Hands-on with Oculus Rift v2: believe the VR hype
Will Findlater tries out the second-gen virtual reality dev kit at CES, and he doesn't want to take it off
We’ve been harping on about Oculus Rift for quite some time.
The Kickstarter-funded virtual reality gaming headset recently went legit when its creator Oculus VR netted £46m to develop a consumer-ready headset. The second iteration of the Oculus Rift developer hardware – the HD Prototype – is a stop along the way to achieving that goal, and it’s what I got to try out today at CES.
Uncannily accurate
The Oculus headset we tried was hooked up to a Core i7-toting, Nvidia GTX 780-equipped gaming PC running demo code of the forthcoming EVE Valkyrie space battler. You couldn’t choose a better game to try the headset out with.
The headset feels somewhere between prototype and finished product: it’s quite compact and very comfortable thanks to snow goggle-style padding, but it’s also pretty plasticky.
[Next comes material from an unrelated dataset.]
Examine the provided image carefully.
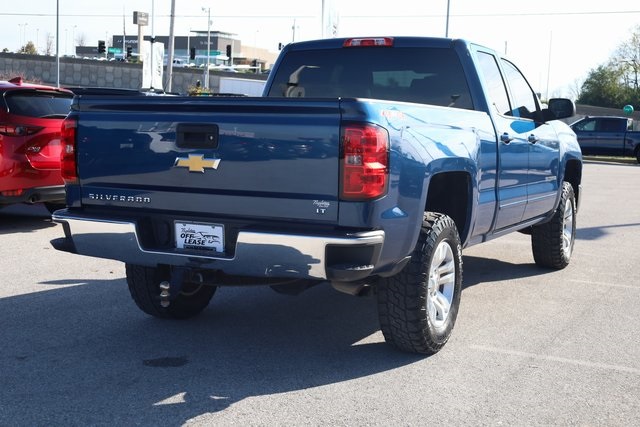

Inside there doesn’t appear to be all that much to it: a pair of lenses (one for each eye) trained over a 1080p screen similar to that in your smartphone. Obviously there is more – hidden away are the sensors that allow the headset to understand its position in space to an uncanny degree.
Once it’s on your head, the Oculus relays this positional info back to the computer, which in turn furnishes the 1080p screen with two parallax-shifted images, one for each eye. Your brain translates the two images into a single 3D one that fills your field of view.
Move your head even slightly and you’re peeking around the cockpit of your spacecraft. Look down and you can see your 3D-rendered legs in their red fatigues. Look up and you can see the ceiling of the mothership hangar through your spacecraft’s canopy. Look over your shoulder, and you can see the seat behind you – and, of course, a bit of your rendered shoulder.
Then you’re blasted into space battle. Your ship is controlled by the Xbox 360 controller in your hands, but your view of the melee is based entirely on where you’re looking. If an enemy ship flies in front of you, you follow it by turning your head, lock a missile on to it and blow it out of the black. The head movements are natural and within moments you’re gaming with your head as much as you are your fingers.
It’s thrilling, and provides a level of immersion beyond anything I’ve seen before. The second generation version almost solves a couple of issues we had with the first dev kits by upping the overall resolution of the image, and by reducing the screen latency that made some wearers queasy. It’s still not quite perfect – there’s the slightest delay in the translation of real-life movement to screen – but it’s a big improvement.